Methylation of cytosine 32 in the anticodon loop of tRNAs to 3-methylcytosine (m³C) is crucial for cellular translation fidelity. Misregulation of the RNA methyltransferases setting this modification can cause aggressive cancers and metabolic disturbances. Here, we report the cryo-electron microscopy structure of the human m³C tRNA methyltransferase METTL6 in complex with seryl-tRNA synthetase (SerRS) and their common substrate tRNA^Ser. Through the complex structure, we identify the tRNA-binding domain of METTL6. We show that SerRS acts as the tRNA^Ser substrate selection factor for METTL6. We demonstrate that SerRS augments the methylation activity of METTL6 and that direct contacts between METTL6 and SerRS are necessary for efficient tRNA^Ser methylation. Finally, on the basis of the structure of METTL6 in complex with SerRS and tRNA^Ser, we postulate a universal tRNA-binding mode for m³C RNA methyltransferases, including METTL2 and METTL8, suggesting that these mammalian paralogs use similar ways to engage their respective tRNA substrates and cofactors.

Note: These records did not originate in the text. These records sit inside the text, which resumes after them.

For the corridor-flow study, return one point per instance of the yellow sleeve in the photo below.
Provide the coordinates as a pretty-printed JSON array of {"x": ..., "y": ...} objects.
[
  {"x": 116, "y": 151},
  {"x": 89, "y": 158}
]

tRNA 反密码子环中 32 位胞嘧啶甲基化为 3-甲基胞嘧啶 (m ³ C) 对于细胞翻译保真度至关重要。 RNA 甲基转移酶的错误调节导致这种修饰可能导致侵袭性癌症和代谢紊乱。在这里，我们报道了与丝氨酰-tRNA合成酶（SerRS）及其共同底物tRNA ^Ser复合的人m ³ C tRNA甲基转移酶METTL6的冷冻电镜结构。通过复杂的结构，我们鉴定了 METTL6 的 tRNA 结合域。我们证明 SerRS 充当 METTL6 的 tRNA ^Ser底物选择因子。我们证明 SerRS 增强了 METTL6 的甲基化活性，并且 METTL6 和 SerRS 之间的直接接触对于有效的 tRNA ^Ser甲基化是必要的。最后，根据 METTL6 与 SerRS 和 tRNA ^Ser复合物的结构，我们假设 m ³ C RNA 甲基转移酶（包括 METTL2 和 METTL8）具有通用的 tRNA 结合模式，表明这些哺乳动物旁系同源物使用相似的方式来接合各自的tRNA 底物和辅因子。